L’acteur et réalisateur palestino-israélien Mohammed Bakri est décédé mercredi 24 décembre à l’âge de 72 ans. Il laisse derrière lui une œuvre marquée par son engagement en faveur des droits des Palestiniens, notamment à travers son documentaire controversé Jénine, Jénine.
Un parcours artistique entre reconnaissance et lutte politique
Né en 1953 en Galilée dans une famille palestinienne, Mohammed Bakri détenait la nationalité israélienne. Il s’est imposé à la fois comme comédien de talent et réalisateur militant. Décédé dans un hôpital du nord d’Israël à la suite de problèmes cardiaques et pulmonaires, selon sa famille, Bakri laisse une empreinte durable dans le monde du cinéma, tant au niveau régional qu’international.
Dès les années 1980, il se distingue dans le film Au-delà des murs (Uri Barabash, 1984), où il campe un prisonnier palestinien dans une geôle israélienne, un rôle salué par la critique. Par la suite, il collabore avec de grands cinéastes tels que Costa-Gavras ou les frères Taviani, et apparaît dans la saison 3 de la série française Le Bureau des légendes. Mais c’est son film Jénine, Jénine (2002), qui l’installe comme figure incontournable du cinéma militant.
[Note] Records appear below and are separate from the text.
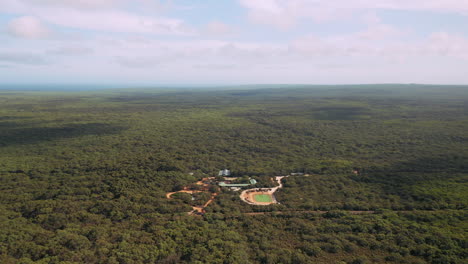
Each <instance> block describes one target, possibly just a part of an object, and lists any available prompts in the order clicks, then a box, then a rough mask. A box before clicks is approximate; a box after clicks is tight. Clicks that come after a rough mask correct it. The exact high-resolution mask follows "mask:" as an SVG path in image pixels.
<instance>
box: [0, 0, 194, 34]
mask: <svg viewBox="0 0 468 264" xmlns="http://www.w3.org/2000/svg"><path fill="white" fill-rule="evenodd" d="M135 3H136V4H135ZM151 3H153V2H148V1H147V0H135V1H129V0H121V1H120V0H73V1H72V0H62V1H59V0H41V1H40V0H2V4H1V5H0V12H3V13H9V14H16V15H27V16H32V17H35V18H36V19H40V20H42V21H45V22H48V23H50V24H54V25H58V26H62V27H68V28H77V29H85V30H93V31H106V32H126V33H140V34H141V33H148V34H171V35H191V34H194V30H193V29H192V28H191V27H190V26H188V25H187V24H185V23H184V21H183V20H181V19H175V18H167V17H163V16H161V15H160V14H159V13H158V10H156V7H155V4H151ZM132 4H133V5H135V6H137V7H136V9H139V8H143V7H145V6H151V7H152V8H150V9H151V11H152V12H151V14H148V15H143V13H145V12H144V11H142V12H136V11H135V12H130V11H127V10H128V8H124V7H125V6H126V5H132ZM140 11H141V10H140Z"/></svg>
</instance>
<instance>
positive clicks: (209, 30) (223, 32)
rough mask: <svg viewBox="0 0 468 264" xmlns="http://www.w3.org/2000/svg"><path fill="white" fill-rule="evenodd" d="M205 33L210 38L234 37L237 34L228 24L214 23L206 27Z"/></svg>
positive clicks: (224, 23)
mask: <svg viewBox="0 0 468 264" xmlns="http://www.w3.org/2000/svg"><path fill="white" fill-rule="evenodd" d="M204 32H205V33H206V34H207V35H209V36H226V35H232V34H233V33H234V32H235V29H234V27H232V26H230V25H228V24H225V23H222V22H219V21H213V22H210V23H208V24H207V25H206V26H205V28H204Z"/></svg>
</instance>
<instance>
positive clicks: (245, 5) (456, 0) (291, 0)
mask: <svg viewBox="0 0 468 264" xmlns="http://www.w3.org/2000/svg"><path fill="white" fill-rule="evenodd" d="M238 1H239V3H240V5H241V6H243V7H245V8H246V9H247V11H248V17H249V18H250V20H251V21H253V22H255V23H259V24H266V25H271V26H275V27H277V28H280V29H287V28H290V27H292V26H294V25H295V24H297V22H298V21H300V20H303V19H311V20H314V21H316V22H325V21H331V20H341V19H346V18H351V17H353V15H355V13H358V12H368V11H373V10H413V11H431V12H437V13H440V12H445V13H457V14H462V15H468V1H467V0H443V1H442V0H411V1H408V0H333V1H329V0H257V1H252V0H238ZM368 20H370V21H372V20H373V21H374V22H378V21H376V20H375V17H374V18H372V17H368Z"/></svg>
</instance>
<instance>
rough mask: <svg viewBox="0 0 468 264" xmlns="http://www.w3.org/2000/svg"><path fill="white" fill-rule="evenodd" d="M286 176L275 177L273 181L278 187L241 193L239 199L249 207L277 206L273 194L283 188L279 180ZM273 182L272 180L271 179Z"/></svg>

Le documentaire accuse l’armée israélienne d’exactions dans le camp de réfugiés de Jénine, en Cisjordanie, lors de la deuxième Intifada. Le film provoque un tollé en Israël, est attaqué en justice, puis interdit de diffusion en 2022 par la Cour suprême israélienne, qui le juge “diffamatoire envers les soldats”, selon l’AFP.
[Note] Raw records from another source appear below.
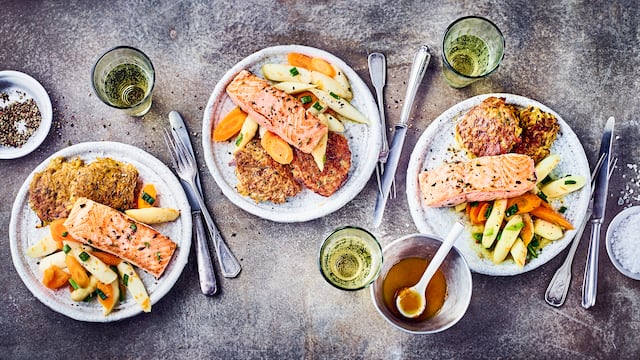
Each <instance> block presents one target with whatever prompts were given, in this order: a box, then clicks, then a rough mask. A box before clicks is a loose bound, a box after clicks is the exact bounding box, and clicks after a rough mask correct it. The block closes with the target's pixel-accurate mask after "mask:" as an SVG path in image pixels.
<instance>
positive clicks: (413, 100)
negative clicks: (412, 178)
mask: <svg viewBox="0 0 640 360" xmlns="http://www.w3.org/2000/svg"><path fill="white" fill-rule="evenodd" d="M430 60H431V54H430V53H429V47H428V46H426V45H422V46H420V48H419V49H418V52H417V53H416V55H415V56H414V57H413V65H411V73H410V74H409V83H408V84H407V94H406V95H405V101H404V105H403V106H402V113H401V114H400V121H399V122H398V123H397V124H395V126H394V132H393V138H392V139H391V146H390V147H389V158H388V159H387V162H386V163H385V165H384V171H383V174H382V192H379V193H378V197H377V199H376V205H375V208H374V210H373V226H374V227H378V226H380V224H381V223H382V215H383V214H384V208H385V206H386V204H387V199H388V198H389V190H390V189H391V183H392V182H393V180H394V178H395V176H396V170H397V169H398V161H400V153H401V152H402V146H403V145H404V138H405V136H406V135H407V122H408V121H409V115H411V108H412V107H413V102H414V100H415V98H416V93H417V92H418V86H419V85H420V82H422V78H423V77H424V73H425V72H426V71H427V67H428V66H429V61H430Z"/></svg>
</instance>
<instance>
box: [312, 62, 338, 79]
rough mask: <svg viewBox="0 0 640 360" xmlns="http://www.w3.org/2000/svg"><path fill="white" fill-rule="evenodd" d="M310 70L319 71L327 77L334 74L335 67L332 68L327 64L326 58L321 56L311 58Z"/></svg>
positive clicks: (317, 71) (318, 71) (328, 63)
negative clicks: (322, 58)
mask: <svg viewBox="0 0 640 360" xmlns="http://www.w3.org/2000/svg"><path fill="white" fill-rule="evenodd" d="M311 70H315V71H317V72H321V73H323V74H325V75H327V76H328V77H334V76H336V69H334V67H333V66H331V64H329V62H328V61H327V60H325V59H322V58H313V59H311Z"/></svg>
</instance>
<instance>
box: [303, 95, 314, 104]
mask: <svg viewBox="0 0 640 360" xmlns="http://www.w3.org/2000/svg"><path fill="white" fill-rule="evenodd" d="M300 101H301V102H302V104H303V105H304V104H308V103H310V102H311V101H313V99H312V98H311V96H309V95H305V96H303V97H301V98H300Z"/></svg>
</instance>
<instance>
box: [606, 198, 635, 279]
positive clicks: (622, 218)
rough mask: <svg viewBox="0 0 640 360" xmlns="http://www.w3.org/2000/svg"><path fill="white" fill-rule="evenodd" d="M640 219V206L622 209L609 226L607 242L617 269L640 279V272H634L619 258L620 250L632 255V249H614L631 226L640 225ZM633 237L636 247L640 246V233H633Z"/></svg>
mask: <svg viewBox="0 0 640 360" xmlns="http://www.w3.org/2000/svg"><path fill="white" fill-rule="evenodd" d="M639 221H640V206H633V207H630V208H627V209H625V210H623V211H621V212H620V213H619V214H618V215H616V217H615V218H613V220H612V221H611V224H609V227H608V228H607V240H606V243H607V254H609V259H610V260H611V262H612V263H613V266H615V267H616V269H618V271H620V272H621V273H622V274H624V275H626V276H627V277H630V278H632V279H634V280H640V273H638V272H633V271H631V270H630V269H627V268H626V267H625V266H624V262H625V261H621V259H619V258H618V254H619V252H620V251H623V252H626V253H627V254H628V255H629V256H632V255H630V254H629V252H630V251H631V249H628V248H621V249H617V248H616V249H614V247H615V245H614V243H616V241H618V240H619V237H620V236H624V235H625V233H626V234H628V232H629V231H631V230H629V226H636V227H637V226H638V225H637V224H638V222H639ZM633 237H634V238H635V240H636V244H635V247H636V248H640V234H633ZM616 250H617V251H616ZM636 261H637V259H636Z"/></svg>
Une voix artistique au service de la cause palestinienne
Mohammed Bakri s’est toujours revendiqué comme une voix de la communauté palestinienne en Israël, souvent marginalisée. Il a réalisé plusieurs documentaires sur les réalités vécues par les Arabes israéliens – qui représentent environ 20 % de la population – et dénoncé les discriminations à leur encontre. Son art, il le définissait comme un instrument de lutte et de conscience. La radio arabo-israélienne A-Shams l’a salué comme “une voix libre”, rappelant que pour lui, “l’art n’était pas un simple loisir, mais un acte de confrontation”.
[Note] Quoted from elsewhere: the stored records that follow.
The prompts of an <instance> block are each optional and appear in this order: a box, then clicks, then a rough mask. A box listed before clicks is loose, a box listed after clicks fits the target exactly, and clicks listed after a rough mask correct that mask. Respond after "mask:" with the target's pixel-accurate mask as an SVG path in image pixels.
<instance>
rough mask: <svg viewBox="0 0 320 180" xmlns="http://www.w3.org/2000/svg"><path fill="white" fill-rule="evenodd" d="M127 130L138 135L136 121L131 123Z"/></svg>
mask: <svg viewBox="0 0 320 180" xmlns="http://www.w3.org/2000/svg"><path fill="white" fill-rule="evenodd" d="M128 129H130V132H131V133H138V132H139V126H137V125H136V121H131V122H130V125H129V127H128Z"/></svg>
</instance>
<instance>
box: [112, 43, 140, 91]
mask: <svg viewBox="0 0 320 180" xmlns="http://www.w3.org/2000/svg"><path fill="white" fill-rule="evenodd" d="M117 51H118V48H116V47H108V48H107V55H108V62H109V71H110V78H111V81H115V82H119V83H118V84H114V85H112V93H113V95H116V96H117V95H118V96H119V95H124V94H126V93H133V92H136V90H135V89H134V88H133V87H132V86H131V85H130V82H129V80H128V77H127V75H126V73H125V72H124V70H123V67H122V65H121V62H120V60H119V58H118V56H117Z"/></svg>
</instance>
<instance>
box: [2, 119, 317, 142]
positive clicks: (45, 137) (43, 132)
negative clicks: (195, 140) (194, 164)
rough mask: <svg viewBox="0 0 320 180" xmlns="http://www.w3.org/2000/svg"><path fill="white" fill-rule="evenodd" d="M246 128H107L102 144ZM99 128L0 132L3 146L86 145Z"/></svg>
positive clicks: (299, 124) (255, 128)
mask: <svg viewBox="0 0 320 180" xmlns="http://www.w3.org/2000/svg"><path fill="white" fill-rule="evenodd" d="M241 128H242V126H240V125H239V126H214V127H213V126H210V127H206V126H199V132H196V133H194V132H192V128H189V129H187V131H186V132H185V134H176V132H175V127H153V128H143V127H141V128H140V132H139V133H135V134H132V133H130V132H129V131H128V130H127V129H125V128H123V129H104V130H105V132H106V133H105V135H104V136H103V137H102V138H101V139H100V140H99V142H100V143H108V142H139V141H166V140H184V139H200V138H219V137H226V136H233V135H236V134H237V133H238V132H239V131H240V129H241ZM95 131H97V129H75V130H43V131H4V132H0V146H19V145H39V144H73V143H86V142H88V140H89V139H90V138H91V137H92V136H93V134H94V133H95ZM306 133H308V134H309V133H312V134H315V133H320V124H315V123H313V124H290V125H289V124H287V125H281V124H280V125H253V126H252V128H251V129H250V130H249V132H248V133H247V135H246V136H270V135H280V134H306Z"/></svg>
Le ministère palestinien de la Culture a également rendu hommage à celui qui “a enduré les procès, les attaques politiques et le racisme de l’occupation pour avoir défendu, sans relâche, le récit palestinien”, selon un communiqué relayé par Ouest-France. Sa mort a provoqué une vive émotion dans le monde arabe et au-delà, tant il symbolisait une forme de résistance culturelle.
Père de six enfants, dont trois sont devenus acteurs, Mohammed Bakri a partagé l’écran à plusieurs reprises avec son fils Saleh, lui aussi comédien reconnu. À travers ses films, ses engagements, et son parcours personnel, il aura incarné une génération d’artistes palestiniens déterminés à faire entendre leur voix.